Ein Bericht über das Camp gegen die Festung Europa
Das Grenzcamp in Forchtenstein im Burgenland sollte ein kleiner Beitrag
dazu sein, den staatlichen und gesellschaftlichen Rassismus zu thematisieren.
Diskussionen, Aktionen, Vorträge, Workshops und kulturelles Begleitprogramm
waren vorbereitet worden, um möglicherweise massiveren und wirksameren
Widerstand gegen das staatliche Vorgehen auf die Beine zu stellen. An die
200 Leute sind dem Aufruf autonomer Gruppen gefolgt, und haben in der Woche
vom 10. bis 16. August die Außengrenze der Europäischen Union
angegriffen!
TATblatt
Die burgenländische Grenze nach Ungarn ist seit bereits acht Jahren
Schauplatz menschenverachtender Vorgangsweisen des österreichischen
Bundesheeres in braver Erfüllung des Schengener Abkommens.
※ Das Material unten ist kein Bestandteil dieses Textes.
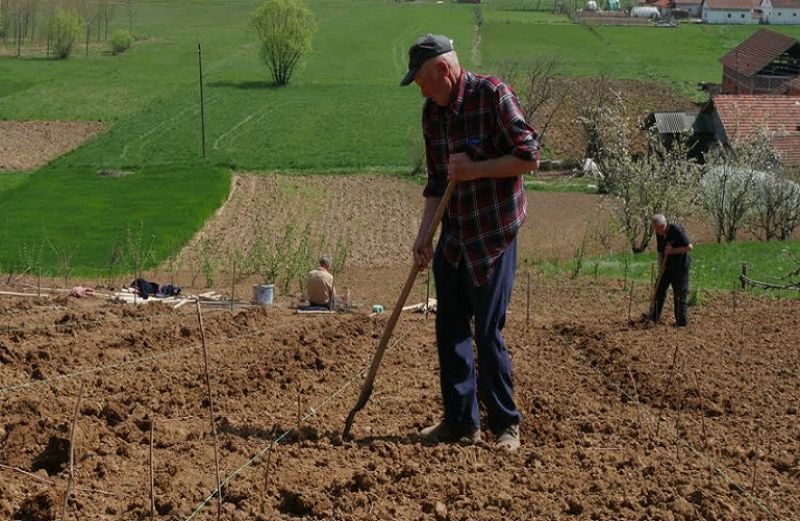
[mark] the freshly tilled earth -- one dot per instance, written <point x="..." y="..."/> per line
<point x="620" y="421"/>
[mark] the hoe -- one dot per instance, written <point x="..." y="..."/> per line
<point x="366" y="390"/>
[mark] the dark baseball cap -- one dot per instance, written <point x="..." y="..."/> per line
<point x="424" y="49"/>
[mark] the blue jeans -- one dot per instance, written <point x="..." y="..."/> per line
<point x="458" y="301"/>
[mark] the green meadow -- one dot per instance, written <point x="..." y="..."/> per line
<point x="342" y="112"/>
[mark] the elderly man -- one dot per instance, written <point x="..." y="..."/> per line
<point x="673" y="247"/>
<point x="475" y="135"/>
<point x="319" y="284"/>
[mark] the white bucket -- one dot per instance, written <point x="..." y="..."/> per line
<point x="262" y="294"/>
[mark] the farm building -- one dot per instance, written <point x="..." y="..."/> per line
<point x="691" y="7"/>
<point x="669" y="126"/>
<point x="791" y="88"/>
<point x="774" y="12"/>
<point x="728" y="119"/>
<point x="762" y="64"/>
<point x="781" y="12"/>
<point x="729" y="11"/>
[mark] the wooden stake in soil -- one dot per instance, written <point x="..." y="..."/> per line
<point x="702" y="410"/>
<point x="266" y="478"/>
<point x="72" y="453"/>
<point x="299" y="411"/>
<point x="636" y="396"/>
<point x="630" y="301"/>
<point x="528" y="300"/>
<point x="666" y="391"/>
<point x="210" y="409"/>
<point x="152" y="466"/>
<point x="233" y="285"/>
<point x="427" y="292"/>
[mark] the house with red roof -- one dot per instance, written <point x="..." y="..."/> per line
<point x="762" y="64"/>
<point x="730" y="11"/>
<point x="731" y="119"/>
<point x="781" y="12"/>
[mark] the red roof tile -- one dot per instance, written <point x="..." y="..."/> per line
<point x="779" y="115"/>
<point x="786" y="4"/>
<point x="741" y="5"/>
<point x="791" y="88"/>
<point x="757" y="52"/>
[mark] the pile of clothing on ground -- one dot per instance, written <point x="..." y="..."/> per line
<point x="146" y="289"/>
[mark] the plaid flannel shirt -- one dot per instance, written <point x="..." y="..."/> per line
<point x="483" y="217"/>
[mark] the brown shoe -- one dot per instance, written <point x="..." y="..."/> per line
<point x="508" y="439"/>
<point x="443" y="433"/>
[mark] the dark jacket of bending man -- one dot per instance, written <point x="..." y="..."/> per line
<point x="674" y="260"/>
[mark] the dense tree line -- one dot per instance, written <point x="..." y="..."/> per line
<point x="36" y="26"/>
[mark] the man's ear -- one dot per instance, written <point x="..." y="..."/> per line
<point x="442" y="68"/>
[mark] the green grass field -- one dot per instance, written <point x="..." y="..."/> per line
<point x="344" y="110"/>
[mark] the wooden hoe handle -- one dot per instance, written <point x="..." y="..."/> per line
<point x="366" y="390"/>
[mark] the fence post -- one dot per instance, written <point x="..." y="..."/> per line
<point x="743" y="277"/>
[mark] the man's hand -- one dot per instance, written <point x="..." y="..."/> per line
<point x="461" y="168"/>
<point x="423" y="253"/>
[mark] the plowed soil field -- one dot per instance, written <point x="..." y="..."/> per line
<point x="25" y="145"/>
<point x="619" y="421"/>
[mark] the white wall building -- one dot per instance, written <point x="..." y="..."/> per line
<point x="781" y="12"/>
<point x="690" y="6"/>
<point x="729" y="12"/>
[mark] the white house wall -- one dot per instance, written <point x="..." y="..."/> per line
<point x="720" y="16"/>
<point x="783" y="16"/>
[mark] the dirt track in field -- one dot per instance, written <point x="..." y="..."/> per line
<point x="25" y="145"/>
<point x="589" y="450"/>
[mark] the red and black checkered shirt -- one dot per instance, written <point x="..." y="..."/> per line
<point x="483" y="217"/>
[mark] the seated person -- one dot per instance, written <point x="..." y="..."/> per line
<point x="319" y="284"/>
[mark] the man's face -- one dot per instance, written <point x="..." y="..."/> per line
<point x="434" y="83"/>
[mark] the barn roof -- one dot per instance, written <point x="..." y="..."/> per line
<point x="757" y="52"/>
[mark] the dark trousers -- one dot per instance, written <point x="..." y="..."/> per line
<point x="679" y="280"/>
<point x="458" y="301"/>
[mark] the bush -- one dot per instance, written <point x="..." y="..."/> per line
<point x="284" y="28"/>
<point x="64" y="29"/>
<point x="121" y="41"/>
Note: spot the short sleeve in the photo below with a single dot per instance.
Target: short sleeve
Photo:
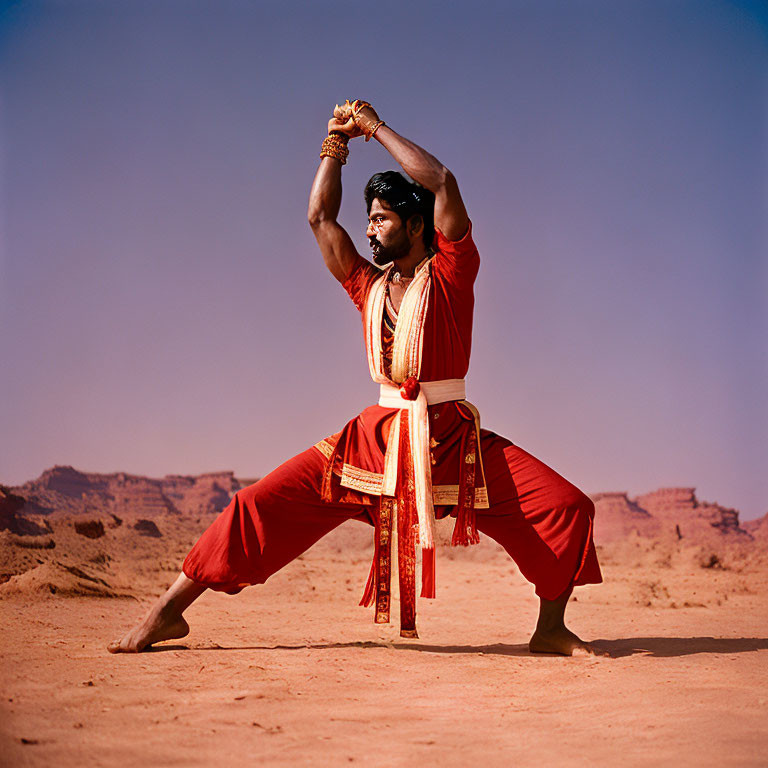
(359, 281)
(458, 260)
Fast ausschließlich
Grundwehrdiener sind es, die
dazu angehalten sind, mit scharfer Munition auf diejenigen zu zielen,
die von Hunger und Not getrieben den Versuch wagen, die Insel des Wohlstandes
zu erreichen.
Größtenteils jüngere Autonome und sonstige Linke, hauptsächlich
aus Wien, Graz, Linz und Wels, aus Vorarlberg und anderen Bundesländer
- teils aber auch aus Deutschland, Italien und Frankreich - sind es, die
eine Woche lang die EU-Außengrenze zwischen Loipersdorf und Klingenbach
unsicher machen wollen. Manche kommen auch nur für einen oder mehrere
Tage, um sich mit bereits bestehenden MigrantInnen-Selbstorganisationen
und UnterstützerInnen- und Antirassismusgruppen zu vernetzen und eventuell
auch neue zu bilden.
Bereits am Montag, dem Anreisetag, treffen etwa 50 Leute ein. Der Dienstag
beginnt mit einem Workshop zum Thema Chaowali - trotz höchst unterschiedlicher
Positionen bleibt die Diskussion halbwegs im Rahmen. Es sind jetzt etwa
80 Leute im Camp. Nach einem Vortrag von Hannes Hofbauer über die
Peripherisierung Osteuropas gibt es das erste große Gesamtplenum,
in dem Aktionsvorschläge unterbreitet werden. Da diese nicht besonders
ausgefeilt sind und den meisten Leuten die Situation vor Ort nicht ganz
klar ist, wird beschlossen, am nächsten Tag einen Lokalaugenschein
an der Grenze in Loipersdorf vorzunehmen.
Die erste Aktion
verläuft daher eher spontan, verfehlt in dem kleinen Ort Loipersbach,
welcher direkt an der Grenze liegt, aber sicherlich keinesfalls ihre Wirkung.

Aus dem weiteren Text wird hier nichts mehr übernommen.